This blogpost provides a comprehensive study on theoretical and practical understanding of GraphSage which is an inductive graph representation learning algorithm. For a practical application we are going to use the popular PyTorch Geometric library and Open-Graph-Benchmark dataset. We use obgn-products dataset which is an undirected and unweighted graph, representing an Amazon product co-purchasing network to predict shopping preferences. Nodes represent products sold in Amazon, and edges between two products indicate that the products are purchased together. The goal is to predict the category of a product in a multi-class classification setup, where the 47 top-level categories are used for target labels making it a Node Classification Task.
So in brief here is the outline of the blog:
- What is GraphSage
- Importance of Neighbourhood Sampling
- Getting Hands-on Experience with GraphSage and PyTorch Geometric Library
- Open-Graph-Benchmark’s Amazon Product Recommendation Dataset
- Creating and Saving a model
- Generating Graph Embeddings Visualizations and Observations
Once the graph is created after incorporating meaningful relationships (edges) between all the entities (nodes) of the graph. The next question comes into mind is finding a way to integrate the information about graph structure (for e.g. information about the node’s global position in the graph or its local neighbourhood structure) into a machine learning model. One way to extract structural information from the graph is to compute its graph statistics using node degrees, clustering coefficients, kernel functions or hand-engineered features to estimate local neighbourhood structures. However, with these methods we can not perform an end-to-end learning i.e features cannot be learned with the help of loss function during the training process.

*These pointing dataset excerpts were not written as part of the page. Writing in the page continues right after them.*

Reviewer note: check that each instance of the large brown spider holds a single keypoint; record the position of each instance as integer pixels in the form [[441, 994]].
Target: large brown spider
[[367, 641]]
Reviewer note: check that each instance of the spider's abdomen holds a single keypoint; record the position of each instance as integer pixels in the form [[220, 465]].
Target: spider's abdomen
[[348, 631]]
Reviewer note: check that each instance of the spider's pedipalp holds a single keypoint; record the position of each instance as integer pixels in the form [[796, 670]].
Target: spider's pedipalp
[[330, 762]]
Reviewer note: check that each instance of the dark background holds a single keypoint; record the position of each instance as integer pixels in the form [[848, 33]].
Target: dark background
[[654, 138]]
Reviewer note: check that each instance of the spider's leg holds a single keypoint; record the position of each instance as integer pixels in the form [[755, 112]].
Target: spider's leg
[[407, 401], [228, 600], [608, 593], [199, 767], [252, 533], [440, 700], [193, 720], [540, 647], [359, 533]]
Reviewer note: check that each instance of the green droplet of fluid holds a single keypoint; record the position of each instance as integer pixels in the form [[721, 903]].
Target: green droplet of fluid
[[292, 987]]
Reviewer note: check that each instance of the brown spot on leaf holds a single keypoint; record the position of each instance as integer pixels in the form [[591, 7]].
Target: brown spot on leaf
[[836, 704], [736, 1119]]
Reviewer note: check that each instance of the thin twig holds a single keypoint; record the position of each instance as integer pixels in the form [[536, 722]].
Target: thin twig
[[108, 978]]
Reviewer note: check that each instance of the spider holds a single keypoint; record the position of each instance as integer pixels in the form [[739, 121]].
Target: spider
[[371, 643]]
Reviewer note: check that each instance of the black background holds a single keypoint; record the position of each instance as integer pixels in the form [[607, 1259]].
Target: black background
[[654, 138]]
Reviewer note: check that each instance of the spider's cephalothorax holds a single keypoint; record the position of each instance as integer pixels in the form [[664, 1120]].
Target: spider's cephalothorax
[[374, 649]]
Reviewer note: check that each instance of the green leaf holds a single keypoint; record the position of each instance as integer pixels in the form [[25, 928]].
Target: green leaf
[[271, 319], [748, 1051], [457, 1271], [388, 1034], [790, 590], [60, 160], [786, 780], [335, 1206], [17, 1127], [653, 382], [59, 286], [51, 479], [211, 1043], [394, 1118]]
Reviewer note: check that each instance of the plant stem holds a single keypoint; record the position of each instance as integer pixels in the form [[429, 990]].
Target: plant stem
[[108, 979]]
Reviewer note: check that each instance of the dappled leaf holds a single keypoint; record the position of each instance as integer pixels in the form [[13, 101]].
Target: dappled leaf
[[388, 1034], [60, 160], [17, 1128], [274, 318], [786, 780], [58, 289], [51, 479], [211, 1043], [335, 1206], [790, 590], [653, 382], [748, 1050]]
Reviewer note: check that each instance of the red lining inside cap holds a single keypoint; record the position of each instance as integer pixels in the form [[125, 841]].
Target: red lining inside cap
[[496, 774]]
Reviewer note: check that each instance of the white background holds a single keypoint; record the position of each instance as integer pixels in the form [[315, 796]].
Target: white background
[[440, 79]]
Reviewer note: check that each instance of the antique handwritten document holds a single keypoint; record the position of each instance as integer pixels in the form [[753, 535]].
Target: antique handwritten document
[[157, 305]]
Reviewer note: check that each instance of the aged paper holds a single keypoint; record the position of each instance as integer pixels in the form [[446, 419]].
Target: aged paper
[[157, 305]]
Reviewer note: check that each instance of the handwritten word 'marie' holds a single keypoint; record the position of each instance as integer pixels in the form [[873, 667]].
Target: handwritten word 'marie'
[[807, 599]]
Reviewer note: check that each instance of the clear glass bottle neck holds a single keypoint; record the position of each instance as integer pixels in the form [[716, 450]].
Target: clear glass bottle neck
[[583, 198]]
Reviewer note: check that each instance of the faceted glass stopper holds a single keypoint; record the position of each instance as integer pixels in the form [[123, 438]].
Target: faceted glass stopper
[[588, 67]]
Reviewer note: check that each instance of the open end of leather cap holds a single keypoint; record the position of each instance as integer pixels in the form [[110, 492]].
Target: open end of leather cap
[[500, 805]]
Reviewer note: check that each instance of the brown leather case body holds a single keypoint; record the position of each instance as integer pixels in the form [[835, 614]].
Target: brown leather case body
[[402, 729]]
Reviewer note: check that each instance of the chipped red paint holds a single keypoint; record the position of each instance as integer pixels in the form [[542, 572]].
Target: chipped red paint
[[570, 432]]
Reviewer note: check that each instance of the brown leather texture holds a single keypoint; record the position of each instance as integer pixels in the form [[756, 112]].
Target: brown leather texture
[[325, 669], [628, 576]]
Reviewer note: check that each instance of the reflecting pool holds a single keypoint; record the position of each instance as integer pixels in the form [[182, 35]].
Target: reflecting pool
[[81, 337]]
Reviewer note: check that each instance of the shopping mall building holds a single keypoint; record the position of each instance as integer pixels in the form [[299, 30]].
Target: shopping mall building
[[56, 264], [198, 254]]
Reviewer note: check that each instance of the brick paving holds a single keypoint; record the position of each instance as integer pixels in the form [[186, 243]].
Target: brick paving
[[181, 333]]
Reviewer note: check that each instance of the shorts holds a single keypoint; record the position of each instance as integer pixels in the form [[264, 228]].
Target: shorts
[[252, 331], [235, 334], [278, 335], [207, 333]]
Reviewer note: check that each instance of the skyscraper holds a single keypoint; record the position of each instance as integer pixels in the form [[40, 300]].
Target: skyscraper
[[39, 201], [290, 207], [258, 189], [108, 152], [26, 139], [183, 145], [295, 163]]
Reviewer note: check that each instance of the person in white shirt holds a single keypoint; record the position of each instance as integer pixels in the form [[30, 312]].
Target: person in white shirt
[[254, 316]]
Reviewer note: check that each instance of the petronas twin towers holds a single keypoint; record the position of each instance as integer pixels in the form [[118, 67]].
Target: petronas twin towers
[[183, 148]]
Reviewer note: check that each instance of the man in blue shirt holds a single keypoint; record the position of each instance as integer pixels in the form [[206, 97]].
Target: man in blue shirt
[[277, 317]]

To tackle the above problem, representation learning approaches have been adopted to encode the structural information about the graphs into the euclidean space (vector/embedding space).
The key idea behind the graph representation learning is to learn a mapping function that embeds nodes, or entire (sub)graphs (from non-euclidean), as points in low-dimensional vector space (to embedding space). The aim is to optimize this mapping so that nodes which are nearby in the original network should also remain close to each other in the embedding space (vector space), while shoving unconnected nodes apart. Therefore by doing this, we can preserve the geometric…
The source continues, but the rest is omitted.